Date of this Version
Great Plains Quarterly Vol. 2, No. 2, Spring 1982, pp. 124-25.
Devotees of Canadian and American prairie fiction will welcome this book, the first to treat the entire body of Sinclair Ross's work. Lorraine McMullen has done a creditable job of analysis and criticism. She begins with a biographical introduction and follows with a study of all of Ross's short stories and novels published from 1934 to the present.
The first critic to provide any details about Ross's life, McMullen illuminates the personality of this enigmatic prairie writer and, incidentally, corrects a few errors in Robert Chalmer's little book, Ernest Buckler and Sinclair Ross. Ross himself has maintained that creative sources spring from the subconscious and are therefore inexplicable, but this book introduces us to Ross as a person, describing his background and thereby opening new meanings for those who have read his novels (As for Me and My House, The Well, Whir of Gold, and Sawbones Memorial) and the eighteen short stories that complete the Ross opus.
A large portion of the book is devoted to a detailed study of the short stories as they demonstrate Ross's literary technique. The reader is made aware of the unique concerns and stylistic devices that Ross consistently developed from his first short story through all his later fiction. Ross's artistic manipulation of landscape, his delineation of the psychological effects of the struggle with the land on the prairie dweller, his exploration of the human conditions of isolated persons, his ironic examination of the tragic failure of communication, and his economy of style combine to produce a controlled art that is reflective of the prairie and its inhabitants.

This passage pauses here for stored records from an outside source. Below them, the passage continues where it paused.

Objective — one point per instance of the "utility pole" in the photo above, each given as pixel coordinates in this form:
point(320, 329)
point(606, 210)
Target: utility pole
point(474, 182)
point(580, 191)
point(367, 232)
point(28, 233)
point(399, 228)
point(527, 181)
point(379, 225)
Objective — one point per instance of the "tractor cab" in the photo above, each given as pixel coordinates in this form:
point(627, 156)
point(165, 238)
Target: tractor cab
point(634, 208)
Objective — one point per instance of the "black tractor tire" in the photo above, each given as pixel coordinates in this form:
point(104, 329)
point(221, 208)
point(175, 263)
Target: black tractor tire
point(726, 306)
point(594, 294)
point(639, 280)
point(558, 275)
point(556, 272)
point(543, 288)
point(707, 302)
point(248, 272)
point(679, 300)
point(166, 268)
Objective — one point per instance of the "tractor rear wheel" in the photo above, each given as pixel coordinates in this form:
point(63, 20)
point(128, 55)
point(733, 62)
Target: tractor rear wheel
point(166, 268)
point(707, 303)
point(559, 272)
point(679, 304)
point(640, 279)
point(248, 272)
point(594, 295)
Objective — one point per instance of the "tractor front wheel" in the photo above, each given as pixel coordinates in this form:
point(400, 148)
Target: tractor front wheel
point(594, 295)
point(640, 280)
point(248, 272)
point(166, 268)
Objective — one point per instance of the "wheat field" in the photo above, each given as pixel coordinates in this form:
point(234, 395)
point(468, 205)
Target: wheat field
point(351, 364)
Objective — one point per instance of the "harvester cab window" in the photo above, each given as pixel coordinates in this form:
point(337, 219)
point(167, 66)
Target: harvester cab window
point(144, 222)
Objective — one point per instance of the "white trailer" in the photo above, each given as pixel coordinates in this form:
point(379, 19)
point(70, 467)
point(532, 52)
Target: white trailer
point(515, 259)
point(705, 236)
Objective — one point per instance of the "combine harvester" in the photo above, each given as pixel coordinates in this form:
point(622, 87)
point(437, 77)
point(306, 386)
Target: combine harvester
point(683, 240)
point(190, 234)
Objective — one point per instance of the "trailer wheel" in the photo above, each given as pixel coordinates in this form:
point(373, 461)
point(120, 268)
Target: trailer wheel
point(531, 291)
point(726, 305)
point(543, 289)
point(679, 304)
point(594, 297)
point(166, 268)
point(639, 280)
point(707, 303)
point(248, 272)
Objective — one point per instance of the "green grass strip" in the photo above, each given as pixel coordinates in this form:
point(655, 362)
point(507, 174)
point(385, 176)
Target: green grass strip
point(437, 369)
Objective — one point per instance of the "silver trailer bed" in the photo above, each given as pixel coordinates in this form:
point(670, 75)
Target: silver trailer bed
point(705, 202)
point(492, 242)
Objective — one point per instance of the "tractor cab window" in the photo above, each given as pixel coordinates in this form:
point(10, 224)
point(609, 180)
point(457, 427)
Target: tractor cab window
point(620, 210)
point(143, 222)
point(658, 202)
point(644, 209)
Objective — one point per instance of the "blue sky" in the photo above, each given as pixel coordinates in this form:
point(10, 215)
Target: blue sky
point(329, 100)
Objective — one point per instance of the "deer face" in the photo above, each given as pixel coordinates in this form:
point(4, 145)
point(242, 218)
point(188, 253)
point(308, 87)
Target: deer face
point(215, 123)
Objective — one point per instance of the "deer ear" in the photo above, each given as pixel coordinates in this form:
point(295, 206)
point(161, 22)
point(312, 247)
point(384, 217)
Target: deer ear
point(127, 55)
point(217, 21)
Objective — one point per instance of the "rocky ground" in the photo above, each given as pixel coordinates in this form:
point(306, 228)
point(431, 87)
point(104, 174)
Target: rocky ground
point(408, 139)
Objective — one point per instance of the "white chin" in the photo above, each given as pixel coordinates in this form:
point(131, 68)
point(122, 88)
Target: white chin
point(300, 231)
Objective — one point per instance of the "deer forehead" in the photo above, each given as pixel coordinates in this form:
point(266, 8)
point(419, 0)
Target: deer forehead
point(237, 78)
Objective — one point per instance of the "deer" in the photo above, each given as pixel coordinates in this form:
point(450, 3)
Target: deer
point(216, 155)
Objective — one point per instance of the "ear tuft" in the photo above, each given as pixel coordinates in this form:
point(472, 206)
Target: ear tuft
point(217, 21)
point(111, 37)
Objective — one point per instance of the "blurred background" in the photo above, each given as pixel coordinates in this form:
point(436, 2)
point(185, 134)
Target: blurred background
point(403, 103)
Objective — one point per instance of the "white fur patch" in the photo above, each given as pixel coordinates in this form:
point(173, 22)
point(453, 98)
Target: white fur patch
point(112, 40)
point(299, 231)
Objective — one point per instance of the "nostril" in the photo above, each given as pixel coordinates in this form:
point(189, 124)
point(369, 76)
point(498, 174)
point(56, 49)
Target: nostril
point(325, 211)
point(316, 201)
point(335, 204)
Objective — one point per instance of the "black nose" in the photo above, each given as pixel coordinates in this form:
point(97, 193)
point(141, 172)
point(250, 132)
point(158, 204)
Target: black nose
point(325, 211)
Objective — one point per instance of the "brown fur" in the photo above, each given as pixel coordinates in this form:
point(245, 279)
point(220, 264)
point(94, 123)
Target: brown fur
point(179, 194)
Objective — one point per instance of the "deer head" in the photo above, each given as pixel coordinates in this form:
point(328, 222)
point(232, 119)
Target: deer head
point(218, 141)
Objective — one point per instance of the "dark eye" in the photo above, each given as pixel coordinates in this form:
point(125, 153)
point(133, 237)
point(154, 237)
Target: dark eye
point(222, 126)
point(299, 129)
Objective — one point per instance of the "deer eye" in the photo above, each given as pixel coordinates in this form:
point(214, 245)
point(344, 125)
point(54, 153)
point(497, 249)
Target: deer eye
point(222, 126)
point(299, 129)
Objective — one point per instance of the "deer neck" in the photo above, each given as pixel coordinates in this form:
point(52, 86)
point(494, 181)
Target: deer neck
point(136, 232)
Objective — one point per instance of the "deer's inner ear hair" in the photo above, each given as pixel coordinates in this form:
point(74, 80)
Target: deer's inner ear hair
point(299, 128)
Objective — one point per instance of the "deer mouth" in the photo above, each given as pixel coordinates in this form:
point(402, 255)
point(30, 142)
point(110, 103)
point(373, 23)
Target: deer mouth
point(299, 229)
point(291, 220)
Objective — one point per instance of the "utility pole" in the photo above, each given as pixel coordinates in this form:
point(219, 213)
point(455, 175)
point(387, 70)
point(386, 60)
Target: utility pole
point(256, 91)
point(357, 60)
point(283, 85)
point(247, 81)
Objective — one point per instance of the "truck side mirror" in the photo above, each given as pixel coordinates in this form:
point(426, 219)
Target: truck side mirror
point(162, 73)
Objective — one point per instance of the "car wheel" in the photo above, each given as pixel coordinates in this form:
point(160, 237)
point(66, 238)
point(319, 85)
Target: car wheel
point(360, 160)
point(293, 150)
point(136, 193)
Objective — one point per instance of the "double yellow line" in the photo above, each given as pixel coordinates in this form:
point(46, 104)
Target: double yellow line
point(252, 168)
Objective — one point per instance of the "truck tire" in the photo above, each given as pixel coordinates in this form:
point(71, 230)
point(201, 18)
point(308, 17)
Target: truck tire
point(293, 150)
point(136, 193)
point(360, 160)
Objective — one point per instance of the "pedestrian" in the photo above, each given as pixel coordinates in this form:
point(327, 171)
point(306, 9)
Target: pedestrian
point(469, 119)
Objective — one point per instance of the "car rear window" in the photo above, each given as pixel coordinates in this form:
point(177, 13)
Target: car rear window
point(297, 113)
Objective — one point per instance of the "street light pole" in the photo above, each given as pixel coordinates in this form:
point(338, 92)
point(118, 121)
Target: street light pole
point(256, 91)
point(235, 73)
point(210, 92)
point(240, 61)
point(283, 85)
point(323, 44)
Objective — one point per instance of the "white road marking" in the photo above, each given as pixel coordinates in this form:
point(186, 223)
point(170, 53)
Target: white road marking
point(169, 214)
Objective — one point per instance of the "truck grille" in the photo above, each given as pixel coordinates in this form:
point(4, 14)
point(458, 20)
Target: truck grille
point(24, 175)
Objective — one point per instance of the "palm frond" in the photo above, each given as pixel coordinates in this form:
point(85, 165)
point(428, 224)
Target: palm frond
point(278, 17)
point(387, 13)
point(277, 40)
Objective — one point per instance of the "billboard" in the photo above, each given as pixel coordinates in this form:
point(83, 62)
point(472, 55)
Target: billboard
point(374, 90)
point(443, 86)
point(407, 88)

McMullen includes detailed assessments not only of Ross's most famous novel, but of his less well known works as well. She gives sensible analyses throughout, observing strengths and weaknesses objectively and intelligently. She fails, however, to give any detailed comparisons of Ross's work with that of other notable Canadian prame writers, such as Frederick Philip Grove and Gwen Pharis Ringwood, or with such American short-story writers as Eudora Welty, whose small-town characters bear comparison to Ross's. Perhaps the limitations of her study required sole concentration on Ross's works. In any case, she has produced the first in-depth study of Sinclair Ross's works and for this we are grateful.